A chord distance 2 cm from the centre of a circle is 8m long. Calculate the length of a chord of the same circle which is 6cm distance from the centre.
The semi-chord has length 400cm, and so forms a right triangle with hypotenuse √160004 cm, which is the radius of the circle.
So, a chord 6 cm from the center will be 2√(160004-36) = 2√159968 = 8√9998
I suspect a typo somewhere ...
To calculate the length of a chord of a circle, we can use the following formula:
\[ \text{Chord Length} = 2 \times \text{Radius} \times \sin(\theta / 2) \]
In this case, we have a chord that is 2 cm from the center of the circle and has a length of 8 m. We want to find the length of another chord that is 6 cm from the center.
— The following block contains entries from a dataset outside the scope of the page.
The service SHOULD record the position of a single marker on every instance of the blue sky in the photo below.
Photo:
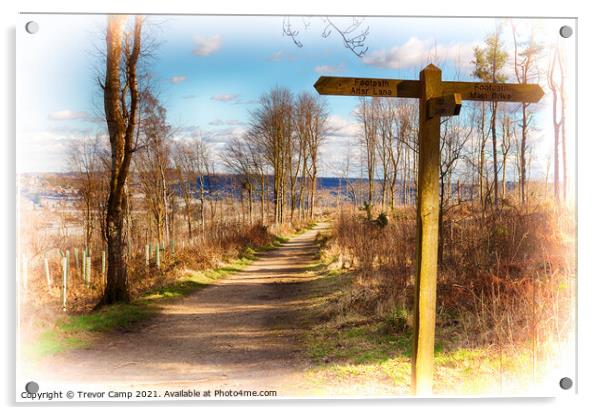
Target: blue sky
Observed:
(211, 70)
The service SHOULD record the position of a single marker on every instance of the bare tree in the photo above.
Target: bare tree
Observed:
(366, 115)
(152, 162)
(353, 34)
(489, 64)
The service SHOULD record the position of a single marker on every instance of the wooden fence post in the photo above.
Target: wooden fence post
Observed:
(158, 259)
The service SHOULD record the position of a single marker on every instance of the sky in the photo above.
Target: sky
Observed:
(210, 72)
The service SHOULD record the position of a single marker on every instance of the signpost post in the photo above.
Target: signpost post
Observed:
(437, 98)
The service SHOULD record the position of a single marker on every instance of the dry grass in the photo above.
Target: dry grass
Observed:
(507, 278)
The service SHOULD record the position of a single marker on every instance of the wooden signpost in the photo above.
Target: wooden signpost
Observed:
(437, 98)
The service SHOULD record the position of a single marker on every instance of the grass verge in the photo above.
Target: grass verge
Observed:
(78, 331)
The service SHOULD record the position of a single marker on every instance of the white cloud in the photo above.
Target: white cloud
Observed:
(340, 127)
(206, 46)
(68, 115)
(177, 79)
(418, 52)
(225, 97)
(330, 68)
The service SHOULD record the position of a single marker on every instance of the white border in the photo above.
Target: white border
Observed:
(588, 154)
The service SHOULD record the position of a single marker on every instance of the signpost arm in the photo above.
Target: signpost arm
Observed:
(427, 235)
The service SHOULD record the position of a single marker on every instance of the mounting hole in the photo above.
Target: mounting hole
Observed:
(32, 27)
(32, 387)
(566, 31)
(566, 383)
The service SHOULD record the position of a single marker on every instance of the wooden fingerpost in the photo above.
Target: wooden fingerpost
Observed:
(427, 234)
(437, 98)
(104, 265)
(88, 270)
(76, 254)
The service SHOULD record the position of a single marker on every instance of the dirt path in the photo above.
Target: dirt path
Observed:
(241, 332)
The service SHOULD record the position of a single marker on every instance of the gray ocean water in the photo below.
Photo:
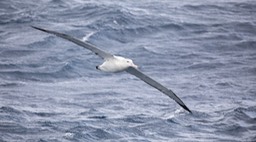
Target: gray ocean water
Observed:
(205, 51)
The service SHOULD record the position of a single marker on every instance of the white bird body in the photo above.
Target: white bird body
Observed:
(113, 64)
(116, 64)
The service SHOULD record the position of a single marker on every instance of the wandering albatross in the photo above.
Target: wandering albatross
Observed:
(113, 64)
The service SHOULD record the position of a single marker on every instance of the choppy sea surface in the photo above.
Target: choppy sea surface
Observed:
(205, 51)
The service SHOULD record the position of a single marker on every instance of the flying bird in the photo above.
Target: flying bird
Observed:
(113, 64)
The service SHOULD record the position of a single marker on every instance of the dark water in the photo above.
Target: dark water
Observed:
(205, 51)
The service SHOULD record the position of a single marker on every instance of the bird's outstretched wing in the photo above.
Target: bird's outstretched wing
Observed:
(104, 55)
(156, 85)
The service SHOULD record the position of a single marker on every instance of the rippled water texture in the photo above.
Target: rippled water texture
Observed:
(205, 51)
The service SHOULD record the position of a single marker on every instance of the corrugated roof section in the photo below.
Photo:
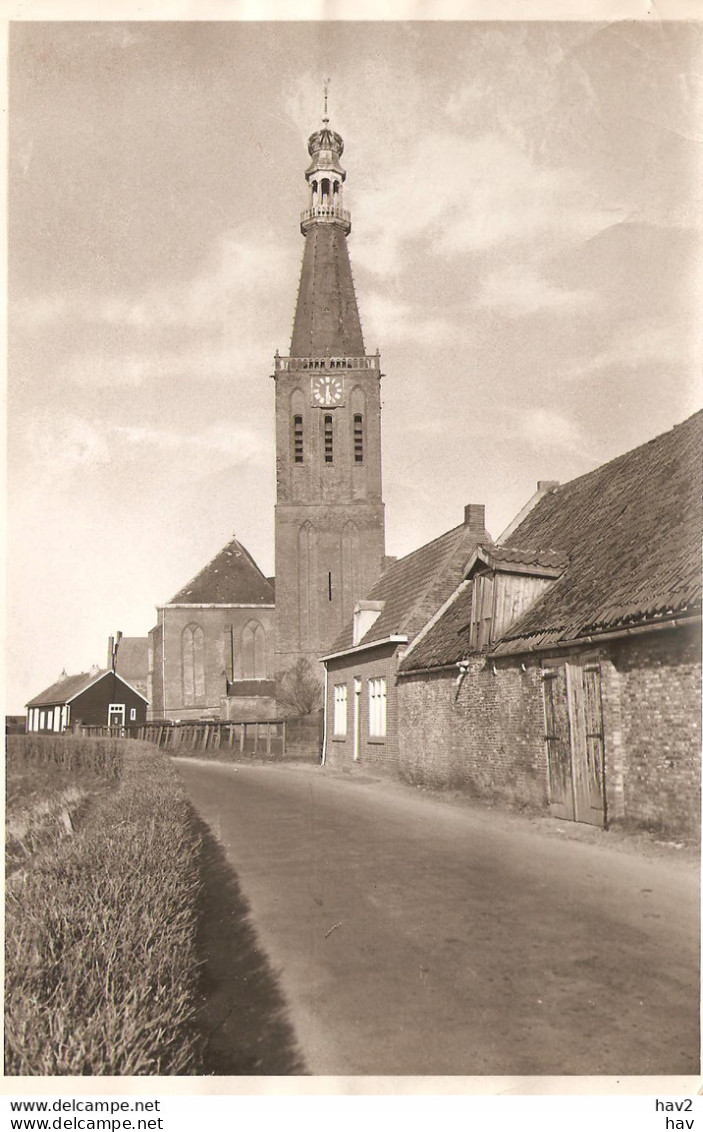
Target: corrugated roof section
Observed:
(232, 577)
(631, 531)
(66, 688)
(414, 586)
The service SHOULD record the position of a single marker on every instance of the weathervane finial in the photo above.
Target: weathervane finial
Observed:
(325, 119)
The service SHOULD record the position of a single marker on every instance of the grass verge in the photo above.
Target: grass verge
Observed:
(101, 968)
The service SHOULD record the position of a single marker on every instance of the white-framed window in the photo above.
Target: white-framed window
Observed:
(377, 708)
(340, 709)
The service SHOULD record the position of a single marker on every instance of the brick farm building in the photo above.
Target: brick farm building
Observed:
(564, 669)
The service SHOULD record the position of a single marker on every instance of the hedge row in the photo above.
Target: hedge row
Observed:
(68, 753)
(101, 968)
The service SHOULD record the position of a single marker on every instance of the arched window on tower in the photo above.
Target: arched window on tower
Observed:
(358, 438)
(298, 447)
(328, 440)
(193, 667)
(254, 651)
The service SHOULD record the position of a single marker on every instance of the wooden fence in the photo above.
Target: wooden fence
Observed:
(266, 738)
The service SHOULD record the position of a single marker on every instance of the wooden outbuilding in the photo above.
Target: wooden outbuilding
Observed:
(99, 697)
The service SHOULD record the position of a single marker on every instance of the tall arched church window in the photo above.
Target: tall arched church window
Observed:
(254, 651)
(193, 665)
(298, 449)
(307, 573)
(358, 438)
(328, 440)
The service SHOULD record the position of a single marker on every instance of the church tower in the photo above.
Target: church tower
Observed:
(329, 512)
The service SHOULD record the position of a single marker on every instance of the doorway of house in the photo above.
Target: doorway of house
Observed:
(574, 735)
(116, 715)
(357, 714)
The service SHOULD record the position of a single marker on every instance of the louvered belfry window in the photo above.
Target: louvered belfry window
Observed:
(298, 439)
(358, 438)
(328, 440)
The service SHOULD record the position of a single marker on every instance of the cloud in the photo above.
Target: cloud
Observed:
(468, 195)
(389, 319)
(239, 273)
(212, 326)
(67, 443)
(519, 290)
(546, 428)
(636, 343)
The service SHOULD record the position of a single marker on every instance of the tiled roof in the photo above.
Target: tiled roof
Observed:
(66, 688)
(232, 577)
(326, 312)
(632, 533)
(414, 586)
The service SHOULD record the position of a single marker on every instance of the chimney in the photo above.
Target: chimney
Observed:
(474, 517)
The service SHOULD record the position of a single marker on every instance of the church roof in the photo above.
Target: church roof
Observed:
(231, 579)
(414, 586)
(631, 533)
(326, 312)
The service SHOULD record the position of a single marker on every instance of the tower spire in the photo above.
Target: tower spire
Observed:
(326, 314)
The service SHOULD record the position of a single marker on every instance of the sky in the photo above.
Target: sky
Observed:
(525, 245)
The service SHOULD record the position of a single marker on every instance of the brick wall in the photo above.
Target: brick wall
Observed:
(486, 734)
(379, 755)
(660, 705)
(483, 735)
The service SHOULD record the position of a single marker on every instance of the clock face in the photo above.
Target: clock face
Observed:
(327, 389)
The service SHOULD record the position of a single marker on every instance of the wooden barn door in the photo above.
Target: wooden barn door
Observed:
(574, 734)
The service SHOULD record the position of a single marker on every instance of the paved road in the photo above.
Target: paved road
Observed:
(418, 936)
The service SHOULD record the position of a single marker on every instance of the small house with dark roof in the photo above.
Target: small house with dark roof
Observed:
(212, 650)
(96, 697)
(565, 670)
(361, 717)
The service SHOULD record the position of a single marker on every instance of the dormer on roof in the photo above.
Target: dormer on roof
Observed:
(366, 615)
(506, 582)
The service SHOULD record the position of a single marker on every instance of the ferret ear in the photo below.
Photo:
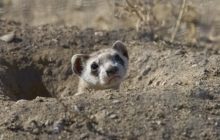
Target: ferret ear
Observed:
(119, 46)
(78, 63)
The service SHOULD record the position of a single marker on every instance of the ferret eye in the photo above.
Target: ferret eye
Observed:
(118, 59)
(94, 66)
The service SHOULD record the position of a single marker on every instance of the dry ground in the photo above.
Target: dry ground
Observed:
(171, 91)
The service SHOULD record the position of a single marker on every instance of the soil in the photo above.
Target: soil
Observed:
(171, 90)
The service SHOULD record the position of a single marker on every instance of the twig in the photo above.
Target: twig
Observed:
(178, 22)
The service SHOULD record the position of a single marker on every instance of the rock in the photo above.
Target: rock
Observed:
(58, 126)
(146, 70)
(83, 136)
(113, 116)
(202, 94)
(8, 37)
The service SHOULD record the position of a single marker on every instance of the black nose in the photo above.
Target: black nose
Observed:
(112, 70)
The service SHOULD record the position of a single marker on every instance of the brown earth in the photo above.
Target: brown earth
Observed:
(171, 91)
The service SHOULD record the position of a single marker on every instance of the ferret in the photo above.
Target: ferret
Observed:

First, we need to convert all distances to the same units. Since the chord length is given in meters, we need to convert the distance from the center to meters as well.
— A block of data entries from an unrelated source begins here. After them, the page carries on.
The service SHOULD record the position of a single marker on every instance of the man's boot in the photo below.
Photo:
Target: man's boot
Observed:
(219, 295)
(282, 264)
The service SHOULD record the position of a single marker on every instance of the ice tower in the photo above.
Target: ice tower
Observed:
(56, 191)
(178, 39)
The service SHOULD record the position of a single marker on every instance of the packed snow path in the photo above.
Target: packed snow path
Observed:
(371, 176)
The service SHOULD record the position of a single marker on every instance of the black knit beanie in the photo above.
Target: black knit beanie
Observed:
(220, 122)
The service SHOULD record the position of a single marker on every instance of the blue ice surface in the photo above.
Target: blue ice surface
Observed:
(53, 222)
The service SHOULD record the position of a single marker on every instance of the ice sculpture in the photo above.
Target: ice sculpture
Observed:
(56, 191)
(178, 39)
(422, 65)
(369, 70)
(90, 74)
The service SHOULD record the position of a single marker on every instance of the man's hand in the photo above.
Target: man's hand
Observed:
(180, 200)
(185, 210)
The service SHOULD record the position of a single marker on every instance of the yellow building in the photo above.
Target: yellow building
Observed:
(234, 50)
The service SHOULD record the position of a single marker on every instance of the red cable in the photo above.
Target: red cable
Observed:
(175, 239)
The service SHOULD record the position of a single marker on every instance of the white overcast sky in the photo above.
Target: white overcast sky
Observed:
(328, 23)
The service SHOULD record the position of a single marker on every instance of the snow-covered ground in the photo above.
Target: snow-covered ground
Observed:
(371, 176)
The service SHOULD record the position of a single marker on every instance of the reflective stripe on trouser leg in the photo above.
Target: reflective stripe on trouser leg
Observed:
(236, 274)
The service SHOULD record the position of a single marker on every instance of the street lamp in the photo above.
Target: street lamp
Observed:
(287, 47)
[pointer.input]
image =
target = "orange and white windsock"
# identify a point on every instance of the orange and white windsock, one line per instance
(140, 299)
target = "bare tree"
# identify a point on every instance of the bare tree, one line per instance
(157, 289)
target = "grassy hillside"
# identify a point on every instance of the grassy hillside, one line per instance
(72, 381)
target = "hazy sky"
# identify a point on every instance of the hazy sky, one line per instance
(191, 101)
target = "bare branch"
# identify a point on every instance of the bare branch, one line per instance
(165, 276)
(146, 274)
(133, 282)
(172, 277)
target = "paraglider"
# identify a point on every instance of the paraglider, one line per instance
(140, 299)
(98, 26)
Given that the chord length is 8 m, and the distance from the center is 2 cm, we can convert the distance from cm to m:
\[ \text{Distance from center} = 2 \, \text{cm} \times \frac{1}{100} = 0.02 \, \text{m} \]
Now, we can use the formula to calculate the radius of the circle:
\[ \text{Chord Length} = 2 \times \text{Radius} \times \sin(\theta / 2) \]
Substituting the given values:
\[ 8 \, \text{m} = 2 \times \text{Radius} \times \sin(\theta / 2) \]
We can simplify the equation by dividing both sides by 2:
\[ 4 \, \text{m} = \text{Radius} \times \sin(\theta / 2) \]
To find the value of \( \sin(\theta / 2) \), we can use the fact that the distance from the center divided by the radius is equal to \( \sin(\theta / 2) \):
\[ \sin(\theta / 2) = \frac{\text{Distance from center}}{\text{Radius}} \]
Substituting the value of the distance from the center (0.02 m) and rearranging the equation to solve for the radius:
\[ \frac{\text{Distance from center}}{\sin(\theta / 2)} = \text{Radius} \]
\[ \text{Radius} = \frac{0.02 \, \text{m}}{\sin(\theta / 2)} \]
Now, we have the value of the radius of the circle. To find the length of the chord that is 6 cm from the center, we can use the same formula:
\[ \text{Chord Length} = 2 \times \text{Radius} \times \sin(\theta / 2) \]
Substituting the value of the radius we just calculated (0.02 m) and the new distance from the center (6 cm):
\[ \text{Chord Length} = 2 \times 0.02 \, \text{m} \times \sin(\theta / 2) \]
We can simplify and calculate the value of the chord length:
\[ \text{Chord Length} = 0.04 \, \text{m} \times \sin(\theta / 2) \]
To find the exact length of the chord, we need to know the measure of the central angle \( \theta \). Without this information, we cannot calculate the length of the chord precisely.